Human beings have a remarkable ability to make inferences based on their surroundings. Is this area safe? Where might I find a parking spot? Am I more likely to get to a gas station by taking a left or a right at this stoplight?
Such decisions require us to look beyond our “visual scene” and weigh an exceedingly complex set of understandings and real-time judgments. This begs the question: Can we teach computers to “see” in the same way? And once we teach them, can they do it better than we can?
The answers are “yes” and “sometimes,” according to research out of MIT’s Computer Science and Artificial Intelligence Laboratory (CSAIL). Researchers have developed an algorithm that can look at a pair of photos and outperform humans in determining things like which scene has a higher crime rate, or is closer to a McDonald's restaurant.
An online demo puts you in the middle of a Google Street View with four directional options and challenges you to navigate to the nearest McDonald's in the fewest possible steps.
While humans are generally better at this specific task than the algorithm, the researchers found that the computer consistently outperformed humans at a variation of the task in which users are shown two photos and asked which scene is closer to a McDonald's.
To create the algorithm, the team — which included PhD students Aditya Khosla, Byoungkwon An, and Joseph Lim, as well as CSAIL principal investigator Antonio Torralba — trained the computer on a set of 8 million Google images from eight major U.S. cities that were embedded with GPS data on crime rates and McDonald's locations. They then used deep-learning techniques to help the program teach itself how different qualities of the photos correlate.
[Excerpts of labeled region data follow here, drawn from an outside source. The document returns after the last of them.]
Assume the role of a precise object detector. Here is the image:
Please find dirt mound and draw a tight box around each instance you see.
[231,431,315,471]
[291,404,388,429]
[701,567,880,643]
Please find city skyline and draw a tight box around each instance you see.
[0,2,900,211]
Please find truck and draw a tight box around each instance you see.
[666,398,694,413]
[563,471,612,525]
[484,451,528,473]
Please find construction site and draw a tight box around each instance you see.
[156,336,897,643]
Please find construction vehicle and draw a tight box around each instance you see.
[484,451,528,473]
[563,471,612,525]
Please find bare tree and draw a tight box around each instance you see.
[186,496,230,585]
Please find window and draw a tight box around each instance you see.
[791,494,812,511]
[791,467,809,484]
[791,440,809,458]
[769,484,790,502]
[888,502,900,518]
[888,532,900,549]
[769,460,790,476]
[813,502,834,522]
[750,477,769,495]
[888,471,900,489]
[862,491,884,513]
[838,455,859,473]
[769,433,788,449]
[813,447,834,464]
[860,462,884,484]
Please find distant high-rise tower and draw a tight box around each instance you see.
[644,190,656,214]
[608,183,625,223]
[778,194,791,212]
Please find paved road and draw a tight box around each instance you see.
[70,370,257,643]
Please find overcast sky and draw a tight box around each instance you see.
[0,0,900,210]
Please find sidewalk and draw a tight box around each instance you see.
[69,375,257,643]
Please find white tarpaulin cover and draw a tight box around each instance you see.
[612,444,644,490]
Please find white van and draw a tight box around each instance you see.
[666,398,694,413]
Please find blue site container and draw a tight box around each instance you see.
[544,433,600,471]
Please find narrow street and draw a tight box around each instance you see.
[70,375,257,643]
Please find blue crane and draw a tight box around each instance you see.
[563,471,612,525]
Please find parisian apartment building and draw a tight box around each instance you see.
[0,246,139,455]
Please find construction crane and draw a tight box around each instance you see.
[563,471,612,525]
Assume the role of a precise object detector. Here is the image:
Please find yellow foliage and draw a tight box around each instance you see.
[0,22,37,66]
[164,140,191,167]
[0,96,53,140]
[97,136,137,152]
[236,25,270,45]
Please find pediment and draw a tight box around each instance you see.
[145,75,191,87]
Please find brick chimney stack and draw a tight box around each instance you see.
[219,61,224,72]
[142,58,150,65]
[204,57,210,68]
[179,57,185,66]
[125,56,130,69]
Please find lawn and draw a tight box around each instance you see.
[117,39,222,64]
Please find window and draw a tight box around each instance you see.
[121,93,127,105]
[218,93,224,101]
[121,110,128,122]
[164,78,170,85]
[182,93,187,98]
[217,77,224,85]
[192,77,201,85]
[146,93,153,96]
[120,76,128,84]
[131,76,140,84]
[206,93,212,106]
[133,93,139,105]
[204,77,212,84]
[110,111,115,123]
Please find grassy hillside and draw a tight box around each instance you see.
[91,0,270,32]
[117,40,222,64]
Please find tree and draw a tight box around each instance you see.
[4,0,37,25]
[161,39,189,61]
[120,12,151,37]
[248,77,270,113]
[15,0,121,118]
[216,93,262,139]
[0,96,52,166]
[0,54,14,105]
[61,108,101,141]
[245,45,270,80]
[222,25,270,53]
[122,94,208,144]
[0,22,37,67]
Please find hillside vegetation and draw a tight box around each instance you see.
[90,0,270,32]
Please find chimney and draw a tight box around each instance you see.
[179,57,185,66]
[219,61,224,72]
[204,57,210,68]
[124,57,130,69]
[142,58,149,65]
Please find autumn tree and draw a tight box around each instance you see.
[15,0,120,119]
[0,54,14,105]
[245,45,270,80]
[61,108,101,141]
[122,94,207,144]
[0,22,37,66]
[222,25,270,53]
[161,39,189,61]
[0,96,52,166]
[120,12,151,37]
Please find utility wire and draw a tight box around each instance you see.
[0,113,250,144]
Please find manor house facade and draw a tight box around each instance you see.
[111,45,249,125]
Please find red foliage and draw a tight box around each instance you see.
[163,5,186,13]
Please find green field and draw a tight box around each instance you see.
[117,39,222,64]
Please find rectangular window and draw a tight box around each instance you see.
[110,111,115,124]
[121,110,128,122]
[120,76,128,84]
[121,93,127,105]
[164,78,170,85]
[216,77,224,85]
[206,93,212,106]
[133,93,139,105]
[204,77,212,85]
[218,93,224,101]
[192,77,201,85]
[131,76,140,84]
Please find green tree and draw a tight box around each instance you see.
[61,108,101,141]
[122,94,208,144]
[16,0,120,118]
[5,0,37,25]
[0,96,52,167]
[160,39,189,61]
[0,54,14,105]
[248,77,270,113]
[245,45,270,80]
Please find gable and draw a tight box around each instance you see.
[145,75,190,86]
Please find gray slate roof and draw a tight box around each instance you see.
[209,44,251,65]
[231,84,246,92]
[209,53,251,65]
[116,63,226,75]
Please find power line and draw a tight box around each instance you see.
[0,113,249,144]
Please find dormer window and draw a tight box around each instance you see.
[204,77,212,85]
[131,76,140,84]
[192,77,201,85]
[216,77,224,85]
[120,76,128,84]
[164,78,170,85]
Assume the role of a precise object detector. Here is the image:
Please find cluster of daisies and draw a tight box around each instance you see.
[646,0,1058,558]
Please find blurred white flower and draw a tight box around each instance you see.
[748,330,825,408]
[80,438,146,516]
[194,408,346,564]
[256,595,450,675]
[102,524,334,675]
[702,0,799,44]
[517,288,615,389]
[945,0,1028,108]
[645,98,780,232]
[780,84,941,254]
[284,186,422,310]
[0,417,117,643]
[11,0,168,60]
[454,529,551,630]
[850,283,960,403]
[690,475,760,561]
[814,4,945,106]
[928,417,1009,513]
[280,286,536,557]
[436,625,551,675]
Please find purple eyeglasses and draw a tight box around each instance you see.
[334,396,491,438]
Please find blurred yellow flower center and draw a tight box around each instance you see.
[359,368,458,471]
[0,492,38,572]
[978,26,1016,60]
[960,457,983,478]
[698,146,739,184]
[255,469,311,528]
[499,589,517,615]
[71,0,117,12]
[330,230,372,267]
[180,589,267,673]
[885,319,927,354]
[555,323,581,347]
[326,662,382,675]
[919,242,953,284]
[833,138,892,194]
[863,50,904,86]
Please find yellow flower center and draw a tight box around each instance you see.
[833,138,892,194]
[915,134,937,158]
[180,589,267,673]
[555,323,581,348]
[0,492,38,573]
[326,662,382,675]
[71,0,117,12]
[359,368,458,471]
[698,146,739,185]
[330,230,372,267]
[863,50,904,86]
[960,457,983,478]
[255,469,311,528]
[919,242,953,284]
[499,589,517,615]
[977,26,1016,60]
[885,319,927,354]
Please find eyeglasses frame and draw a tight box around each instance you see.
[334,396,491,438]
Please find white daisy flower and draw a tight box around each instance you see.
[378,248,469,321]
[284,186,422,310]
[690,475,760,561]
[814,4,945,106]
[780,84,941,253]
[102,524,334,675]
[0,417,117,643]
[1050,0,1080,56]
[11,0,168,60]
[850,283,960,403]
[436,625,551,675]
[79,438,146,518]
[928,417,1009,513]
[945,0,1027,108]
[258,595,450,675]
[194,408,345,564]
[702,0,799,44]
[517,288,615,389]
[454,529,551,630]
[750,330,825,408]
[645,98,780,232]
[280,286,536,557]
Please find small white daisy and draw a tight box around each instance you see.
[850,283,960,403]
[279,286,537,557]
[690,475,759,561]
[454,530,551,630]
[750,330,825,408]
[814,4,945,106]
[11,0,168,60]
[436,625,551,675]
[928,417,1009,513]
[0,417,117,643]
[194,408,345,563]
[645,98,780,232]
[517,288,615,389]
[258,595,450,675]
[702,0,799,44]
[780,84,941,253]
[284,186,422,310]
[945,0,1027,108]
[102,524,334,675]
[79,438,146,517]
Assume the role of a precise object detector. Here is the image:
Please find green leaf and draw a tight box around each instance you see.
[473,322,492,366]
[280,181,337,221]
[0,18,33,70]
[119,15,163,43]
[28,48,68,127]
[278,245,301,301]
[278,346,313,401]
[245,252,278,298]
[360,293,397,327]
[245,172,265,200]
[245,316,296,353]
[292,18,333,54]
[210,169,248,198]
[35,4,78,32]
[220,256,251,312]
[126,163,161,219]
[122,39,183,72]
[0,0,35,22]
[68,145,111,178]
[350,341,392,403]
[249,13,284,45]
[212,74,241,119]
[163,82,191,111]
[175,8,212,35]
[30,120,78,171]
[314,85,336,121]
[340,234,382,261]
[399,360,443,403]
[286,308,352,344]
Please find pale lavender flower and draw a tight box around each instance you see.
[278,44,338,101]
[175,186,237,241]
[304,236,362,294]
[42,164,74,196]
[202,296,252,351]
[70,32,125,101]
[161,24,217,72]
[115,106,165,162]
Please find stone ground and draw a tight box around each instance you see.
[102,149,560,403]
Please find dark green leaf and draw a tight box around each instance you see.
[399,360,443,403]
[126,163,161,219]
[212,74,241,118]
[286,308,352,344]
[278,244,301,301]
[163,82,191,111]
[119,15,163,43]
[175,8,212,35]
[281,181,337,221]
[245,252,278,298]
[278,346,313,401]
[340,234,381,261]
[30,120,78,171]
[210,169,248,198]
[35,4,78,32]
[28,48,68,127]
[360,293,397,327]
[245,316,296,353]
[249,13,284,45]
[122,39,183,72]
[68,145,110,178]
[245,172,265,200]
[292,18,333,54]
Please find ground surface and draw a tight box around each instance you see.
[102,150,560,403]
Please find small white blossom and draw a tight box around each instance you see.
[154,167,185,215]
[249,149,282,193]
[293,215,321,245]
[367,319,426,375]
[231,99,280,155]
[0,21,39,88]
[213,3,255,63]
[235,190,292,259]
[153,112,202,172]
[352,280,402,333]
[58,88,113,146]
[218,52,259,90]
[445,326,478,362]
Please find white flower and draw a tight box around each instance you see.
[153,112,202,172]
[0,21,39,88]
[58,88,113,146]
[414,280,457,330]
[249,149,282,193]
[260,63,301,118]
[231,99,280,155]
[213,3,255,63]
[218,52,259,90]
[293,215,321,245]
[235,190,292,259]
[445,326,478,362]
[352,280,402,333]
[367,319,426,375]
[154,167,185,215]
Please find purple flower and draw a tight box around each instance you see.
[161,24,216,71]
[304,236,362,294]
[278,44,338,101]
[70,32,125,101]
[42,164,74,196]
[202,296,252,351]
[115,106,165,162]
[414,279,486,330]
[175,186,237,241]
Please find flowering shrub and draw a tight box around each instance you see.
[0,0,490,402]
For example, the algorithm independently discovered that some things you often find near McDonald's franchises include taxis, police vans, and prisons. (Things you don’t find: cliffs, suspension bridges, and sandbars.)
“These sorts of algorithms have been applied to all sorts of content, like inferring the memorability of faces from headshots,” said Khosla. “But before this, there hadn’t really been research that’s taken such a large set of photos and used it to predict qualities of the specific locations the photos represent.”
The researchers presented a paper about the work at the IEEE International Conference on Computer Vision and Pattern Recognition (CVPR) this summer.
While the project was mostly intended as proof that computer algorithms are capable of advanced scene understanding, Khosla has brainstormed potential uses ranging from a navigation app that avoids high-crime areas, to a tool that could help McDonald's determine future franchise locations.
Khosla previously helped develop an algorithm that can predict a photo’s popularity.